Core Concepts
Partial quantifier elimination (PQE) serves as a language of local computing, enabling efficient problem-solving techniques by taking a part of the formula out of the scope of quantifiers.
Abstract
The content discusses the application of local computing through partial quantifier elimination (PQE) in various problem-solving scenarios. It explores how PQE can be viewed as a form of local computing and its implications in property generation, equivalence checking, model checking, SAT solving, and interpolation. The article emphasizes the importance of studying PQE and developing efficient PQE solvers for improved problem-solving capabilities.

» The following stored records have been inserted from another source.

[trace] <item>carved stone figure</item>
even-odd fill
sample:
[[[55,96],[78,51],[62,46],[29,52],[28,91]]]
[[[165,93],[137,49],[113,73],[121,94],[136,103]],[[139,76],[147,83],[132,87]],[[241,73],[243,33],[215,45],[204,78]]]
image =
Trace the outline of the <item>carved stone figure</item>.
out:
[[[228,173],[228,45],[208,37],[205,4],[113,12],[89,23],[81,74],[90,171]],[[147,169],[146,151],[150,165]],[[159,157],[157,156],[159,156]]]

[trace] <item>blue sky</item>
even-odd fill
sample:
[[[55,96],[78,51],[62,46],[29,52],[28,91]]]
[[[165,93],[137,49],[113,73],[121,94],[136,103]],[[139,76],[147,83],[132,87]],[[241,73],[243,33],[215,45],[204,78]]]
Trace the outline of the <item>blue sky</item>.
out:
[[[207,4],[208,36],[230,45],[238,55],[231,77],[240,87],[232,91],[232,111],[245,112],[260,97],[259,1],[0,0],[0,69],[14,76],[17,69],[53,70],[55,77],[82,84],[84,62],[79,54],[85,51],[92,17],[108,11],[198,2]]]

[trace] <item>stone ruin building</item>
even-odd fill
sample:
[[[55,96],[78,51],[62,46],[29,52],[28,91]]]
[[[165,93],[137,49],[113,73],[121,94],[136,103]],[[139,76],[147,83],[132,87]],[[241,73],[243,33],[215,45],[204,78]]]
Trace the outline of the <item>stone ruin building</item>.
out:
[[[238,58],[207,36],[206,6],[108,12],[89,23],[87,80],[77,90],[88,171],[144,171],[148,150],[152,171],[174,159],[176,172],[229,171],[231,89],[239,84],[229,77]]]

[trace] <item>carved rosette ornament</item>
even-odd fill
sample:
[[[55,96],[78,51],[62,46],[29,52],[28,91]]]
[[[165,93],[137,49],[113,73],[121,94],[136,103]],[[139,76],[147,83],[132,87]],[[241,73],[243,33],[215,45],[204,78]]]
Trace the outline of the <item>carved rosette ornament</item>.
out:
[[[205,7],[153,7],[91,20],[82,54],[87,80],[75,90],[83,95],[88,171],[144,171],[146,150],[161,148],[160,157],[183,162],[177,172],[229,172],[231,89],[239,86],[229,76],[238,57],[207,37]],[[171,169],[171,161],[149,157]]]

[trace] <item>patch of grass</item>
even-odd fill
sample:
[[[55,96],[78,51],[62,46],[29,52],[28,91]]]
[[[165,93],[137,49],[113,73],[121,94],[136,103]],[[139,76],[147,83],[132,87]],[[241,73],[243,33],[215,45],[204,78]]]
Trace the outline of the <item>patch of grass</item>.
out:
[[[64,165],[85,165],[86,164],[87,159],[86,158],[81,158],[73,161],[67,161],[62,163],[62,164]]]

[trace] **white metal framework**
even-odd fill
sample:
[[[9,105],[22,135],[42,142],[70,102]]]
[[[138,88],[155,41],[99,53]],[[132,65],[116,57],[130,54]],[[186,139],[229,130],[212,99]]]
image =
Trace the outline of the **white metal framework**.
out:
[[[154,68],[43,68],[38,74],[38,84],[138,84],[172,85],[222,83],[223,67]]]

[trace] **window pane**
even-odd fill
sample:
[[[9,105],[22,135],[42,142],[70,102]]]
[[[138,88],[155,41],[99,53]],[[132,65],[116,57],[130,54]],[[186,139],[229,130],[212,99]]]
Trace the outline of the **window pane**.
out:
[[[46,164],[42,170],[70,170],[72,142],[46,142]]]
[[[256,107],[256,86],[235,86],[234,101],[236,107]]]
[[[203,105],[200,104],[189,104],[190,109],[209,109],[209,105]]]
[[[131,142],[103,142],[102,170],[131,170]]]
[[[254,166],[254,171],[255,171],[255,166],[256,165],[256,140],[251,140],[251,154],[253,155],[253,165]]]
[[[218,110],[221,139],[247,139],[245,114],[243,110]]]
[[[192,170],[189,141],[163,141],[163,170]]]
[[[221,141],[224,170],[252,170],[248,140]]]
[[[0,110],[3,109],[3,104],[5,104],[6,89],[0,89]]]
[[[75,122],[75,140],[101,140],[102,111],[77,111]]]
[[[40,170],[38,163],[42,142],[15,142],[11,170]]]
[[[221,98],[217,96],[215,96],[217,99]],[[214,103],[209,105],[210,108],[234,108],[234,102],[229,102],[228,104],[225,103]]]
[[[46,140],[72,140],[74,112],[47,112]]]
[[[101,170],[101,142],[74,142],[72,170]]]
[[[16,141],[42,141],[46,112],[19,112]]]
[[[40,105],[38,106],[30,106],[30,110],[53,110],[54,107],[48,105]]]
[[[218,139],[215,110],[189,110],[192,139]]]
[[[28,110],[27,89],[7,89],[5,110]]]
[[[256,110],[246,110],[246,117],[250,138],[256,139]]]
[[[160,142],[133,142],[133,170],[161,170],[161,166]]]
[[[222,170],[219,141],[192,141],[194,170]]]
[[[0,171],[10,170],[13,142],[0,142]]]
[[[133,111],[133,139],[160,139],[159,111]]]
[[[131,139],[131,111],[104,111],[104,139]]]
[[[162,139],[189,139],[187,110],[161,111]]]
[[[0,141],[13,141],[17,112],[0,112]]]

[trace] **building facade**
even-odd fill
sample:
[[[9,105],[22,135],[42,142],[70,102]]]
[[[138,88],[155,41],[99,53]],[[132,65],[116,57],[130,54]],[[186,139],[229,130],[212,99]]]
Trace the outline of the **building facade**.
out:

The discussion covers basic definitions related to CNF formulas, quantifiers, assignments, literals, clauses, QE, PQE, and decision versions. It delves into specific examples illustrating how PQE is applied to solve complex problems efficiently. The content also highlights experimental results demonstrating the effectiveness of using PQE in different scenarios such as equivalence checking and model checking.
Overall, the article provides insights into how local computing by partial quantifier elimination can enhance computational logic and problem-solving strategies across various domains.
Stats
Let F(X) be a formula where X are sets of variables.
A literal is either v or its negation.
A clause is a disjunction of literals.
Formula F is in conjunctive normal form (CNF).
Given a CNF formula F represented as the conjunction of clauses C0 ∧ · · · ∧ Ck.
Let Vars(F ) denote the set of variables of F.
An assignment #»q to V is a mapping V ′ → {0, 1}.
Let G be a subset of clauses of F.
Given a formula ∃X[F], the PQE problem is to find H(Y ) such that ∃X[F] ≡ H ∧∃X[F \ G].
Quotes
"Localization plays a crucial role in solving hard problems efficiently."
"PQE can be viewed as a language of local computing."
"Building efficient PQE solvers is essential for various applications."